Amibroker cheaper and more flexible / than MS plugs into IB




el caballo said:


> 3) Lifestyle/trading managment issues with respect different time zone




IB have 40 order types to manage your trades which helps to manages your life style accordingly


----------



## el caballo (29 April 2008)

The responses are very helpful.

I am currently with IG Markets, but have not traded international shares with them.  They charge 2 cents per share for brokerage, which is markedly cheaper than trading Australian shares.  IB is .05 cents per share, but I am not keen to wire my money overseas to them.  IG also have very good and free charting.

Given that US shares have bigger ranges, better liquidity and lower brokerage, the only disadvantage I foresee is the time zone.  I think this can be overcome by adopting a start of and end of day approach (currently for Melbourne time, this would entail  being awake 11.30pm-12.30am for the first hour, and then a 5.30am to assess positons prior to the close).

I will start with small position sizes to test the efficacy of trading US shares.  This could complement Australian shares very well.

Thanks,

Greg


----------



## Trembling Hand (29 April 2008)

el caballo said:


> IB is .05 cents per share, but I am not keen to wire my money overseas to them.  IG also have very good and free charting.




It doesn't go over seas with IB you wire it to a Sydney Citi Bank account. The IG charting is without volume and is a bucket shop.
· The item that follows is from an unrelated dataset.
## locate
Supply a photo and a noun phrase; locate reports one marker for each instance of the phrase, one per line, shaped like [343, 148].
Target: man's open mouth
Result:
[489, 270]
Cannot see how they can be compared 



el caballo said:


> Given that US shares have bigger ranges,




Do they what evidence do you have for this??


----------



## IFocus (29 April 2008)

el caballo said:


> They charge 2 cents per share for brokerage, which is markedly cheaper than trading Australian shares.  IB is .05 cents per share, but I am not keen to wire my money overseas to them.  IG also have very good and free charting.Greg




Suspect slippage will be a much bigger issue with IG if MM model rather than brokerage cost with IB.


----------



## RobinHood (29 April 2008)

Go IB. I know a few people with them, very good.

I'm currently with MB Trading(I would've gone IB, but they only allow people over 21 to use margin). MB is also quite good. You can $2 round-trip.

Data/charting: Telechart highly recommended, about $30 a month. Solid charts, scanning, lists etc etc


Abit of a pain in the ass if you want to perfect your entries because you'll have to be up very late. But this should not be a problem if you can work EOD, just keep in mind you may have to stay up in order to enter stops.


----------



## el caballo (29 April 2008)

Trembling Hand said:


> It doesn't go over seas with IB you wire it to a Sydney Citi Bank account. The IG charting is without volume and is a bucket shop. Cannot see how they can be compared
> 
> 
> 
> Do they what evidence do you have for this??





Hi TH,

Simply that many shares in the USA are > $20, hence in dollar and cent terms their ranges will be greater than most Australian shares, which are typically below $20.   

Thanks for the pointer on IB.  I'll check it out.


----------



## eric341 (4 May 2008)

RobinHood said:


> Go IB. I know a few people with them, very good.
> 
> I'm currently with MB Trading(I would've gone IB, but they only allow people over 21 to use margin). MB is also quite good. You can $2 round-trip.
> 
> ...





Does that mean you can be under 21 to trade futures with MB?


----------